J’ai franchi les portes de Kiev. Rêve ou réalité? Qu’importe! Tout au-delà des portes semble surnaturellement si réel. La ville bombardée est désertée. Seule la statue de la Matouchka Rossia est restée intacte. C’est trop d’austérité, de gravité et de silence. Un silence de pierre comme celui d’anciennes religions et d’anciennes civilisations devenues aphones. On croirait assister au triomphe lithologique du gris et de la poussière de gneiss. Dans cette ville abandonnée par ses fantômes, j’ai l’étrange sentiment que tout peut basculer. Et que dire de cette insistante et intangible poussière qui flotte dans l’air stagnant et qui tait des épopées et des histoires singulières ?

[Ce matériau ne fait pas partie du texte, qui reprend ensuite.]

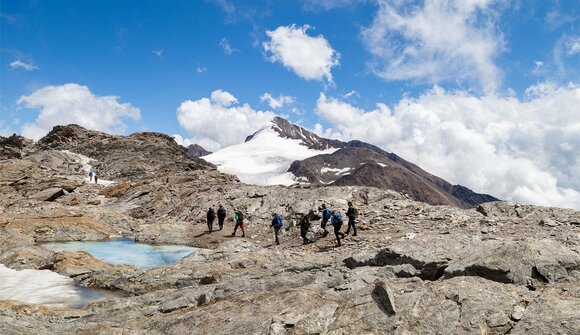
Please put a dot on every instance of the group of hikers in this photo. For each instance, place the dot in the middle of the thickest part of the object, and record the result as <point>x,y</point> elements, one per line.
<point>91,175</point>
<point>327,215</point>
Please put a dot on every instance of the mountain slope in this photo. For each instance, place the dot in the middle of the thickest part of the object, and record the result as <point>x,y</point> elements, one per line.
<point>266,155</point>
<point>123,157</point>
<point>284,153</point>
<point>363,166</point>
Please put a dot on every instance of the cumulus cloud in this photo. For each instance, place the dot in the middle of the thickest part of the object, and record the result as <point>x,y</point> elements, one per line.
<point>436,41</point>
<point>573,46</point>
<point>22,65</point>
<point>310,57</point>
<point>314,5</point>
<point>522,150</point>
<point>278,102</point>
<point>74,103</point>
<point>228,49</point>
<point>219,121</point>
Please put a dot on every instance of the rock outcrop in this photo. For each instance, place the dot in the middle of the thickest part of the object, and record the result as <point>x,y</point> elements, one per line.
<point>196,150</point>
<point>414,268</point>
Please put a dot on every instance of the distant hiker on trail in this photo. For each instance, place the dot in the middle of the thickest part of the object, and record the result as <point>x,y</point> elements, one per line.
<point>304,226</point>
<point>210,218</point>
<point>239,223</point>
<point>277,224</point>
<point>351,213</point>
<point>221,216</point>
<point>336,222</point>
<point>325,218</point>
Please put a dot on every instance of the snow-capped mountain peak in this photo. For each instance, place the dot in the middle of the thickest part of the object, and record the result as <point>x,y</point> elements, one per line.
<point>265,156</point>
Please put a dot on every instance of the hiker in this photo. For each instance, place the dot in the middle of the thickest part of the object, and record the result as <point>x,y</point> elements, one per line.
<point>277,224</point>
<point>351,213</point>
<point>239,223</point>
<point>210,218</point>
<point>221,216</point>
<point>325,218</point>
<point>304,226</point>
<point>336,222</point>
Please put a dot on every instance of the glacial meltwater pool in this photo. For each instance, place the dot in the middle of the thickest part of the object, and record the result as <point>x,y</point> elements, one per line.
<point>126,251</point>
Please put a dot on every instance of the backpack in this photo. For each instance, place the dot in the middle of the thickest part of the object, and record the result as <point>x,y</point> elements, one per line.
<point>326,214</point>
<point>278,222</point>
<point>221,212</point>
<point>337,219</point>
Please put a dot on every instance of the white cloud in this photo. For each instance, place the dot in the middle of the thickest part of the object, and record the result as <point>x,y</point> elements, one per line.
<point>350,94</point>
<point>73,103</point>
<point>311,58</point>
<point>315,5</point>
<point>223,98</point>
<point>278,102</point>
<point>219,121</point>
<point>22,65</point>
<point>526,151</point>
<point>573,45</point>
<point>228,49</point>
<point>436,41</point>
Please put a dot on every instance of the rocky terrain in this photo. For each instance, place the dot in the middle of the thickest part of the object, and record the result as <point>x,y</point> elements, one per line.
<point>414,268</point>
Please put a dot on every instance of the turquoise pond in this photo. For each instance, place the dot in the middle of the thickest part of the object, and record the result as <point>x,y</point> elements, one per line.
<point>126,251</point>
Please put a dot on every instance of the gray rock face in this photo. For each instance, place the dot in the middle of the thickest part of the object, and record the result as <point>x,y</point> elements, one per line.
<point>196,151</point>
<point>357,164</point>
<point>413,268</point>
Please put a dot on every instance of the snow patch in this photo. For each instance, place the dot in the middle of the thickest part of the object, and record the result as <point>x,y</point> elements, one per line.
<point>265,159</point>
<point>42,287</point>
<point>86,167</point>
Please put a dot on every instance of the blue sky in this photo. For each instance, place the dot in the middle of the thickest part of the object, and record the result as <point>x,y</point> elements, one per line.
<point>378,70</point>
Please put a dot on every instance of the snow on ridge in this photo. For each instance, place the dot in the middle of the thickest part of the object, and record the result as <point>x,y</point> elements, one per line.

J’en suis à ces impressions quand j’entends quoiqu’encore très faible un bruit semblable à celui d’un serpent qui rampe sur l’asphalte. Soudainement, au coin d’une rue, une silhouette apparaît, une silhouette qui semble être celle d’une vieille dame. C’est une vieille femme dont il est impossible d’attribuer un âge tant le temps s’acharne à la maintenir en vie. Toute courbée, rabougrie, bossue, sculptée par l’arthrite, elle se traîne, indestructible telle Mère Courage, enveloppée comme un oignon dans des couches de morceaux de vêtements déchirés jaunes, gris et moisis. Un zéphyr à tête de vizir turc se lève pour disparaître aussitôt.
La vieille centenaire m’a aperçu et quand j’essaie d’immobiliser son regard, je me sens avalé par les profondeurs noires de la Terre. Je la suis de loin. Au tournant d’une rue, elle disparaît et j’aperçois alors un enfant chauve tout recroquevillé sur lui-même qui semble purger une pénitence comme celle réservée aux mauvais garnements qu’on forçait à la retenue dans le coin d’une salle de classe. Quelque chose contraste entre son immobilité et celle des stèles des bâtiments bombardés, quelque chose de l’ordre de la détention éternelle dans un corps encore doté de vie, mais qui n’a plus de volonté autre que celle de respecter sans manifester la pénitence qui a scellé son âme, blonde comme la lumière des steppes quand elle danse avec la poussière des villes. Il voulait des châteaux… Le voici réduit à un carré de sable aux frontières infranchissables. Cet enfant plongé en lui-même fut jadis un homme qui se mesurait aux tigres, aux ours et aux grands de ce monde. Il était fier comme le premier empereur mésopotamien Gilgamesh, rien n’était à l’épreuve de ses défiances et il aimait par-dessus l’ordre et la puissance, essentiellement les siens.
Dans la stridence silencieuse et aigüe de Kiev, les bâtiments sont les cartilages des ailes d’étranges créatures de rêves! Ici tout à sa doublure, malgré ce nimbe radioactif de Tchernobyl réactivé. Un jeu de poupées gigognes et de pelures d’oignons qui cache un atome fertile de Terre promise.
J’avais oublié que c’était le premier jour du printemps. Subrepticement, je sens que je dois détourner mon attention de la scène avec l’enfant et me retourner. Je vois alors la vieille dame franchir la grande porte de Kiev pour disparaître dans la steppe ancestrale. Elle a retiré ses pelures de misère et apparaît alors dans toute sa gloire avant de s’évanouir dans la rosée.
Les cloches de la Kiev restaurée se mettent alors à sonner et les rues se remplissent de ses habitants comme dans ces toiles des peintres flamands. Les gratte-ciels et les tours d’habitation construites à l’époque de la Russie soviétique sont disparus et à leur place de vieilles chaumières sont apparues qui laissent s’échapper des filets de fumée parfumée de leurs âtres. Je comprends alors la prophétie du Père Zosime relatée par Dostoïevski dans Les Frères Karamazov au sujet de la réinstauration de la Jérusalem céleste, de la cité éternelle du Christ-Roi, une fois le dernier orgueil vaincu, déposé aux pieds de la grande Déméter russe, la Matouchka Rossia dont il ne reste que le cartilage dans la cité légendaire.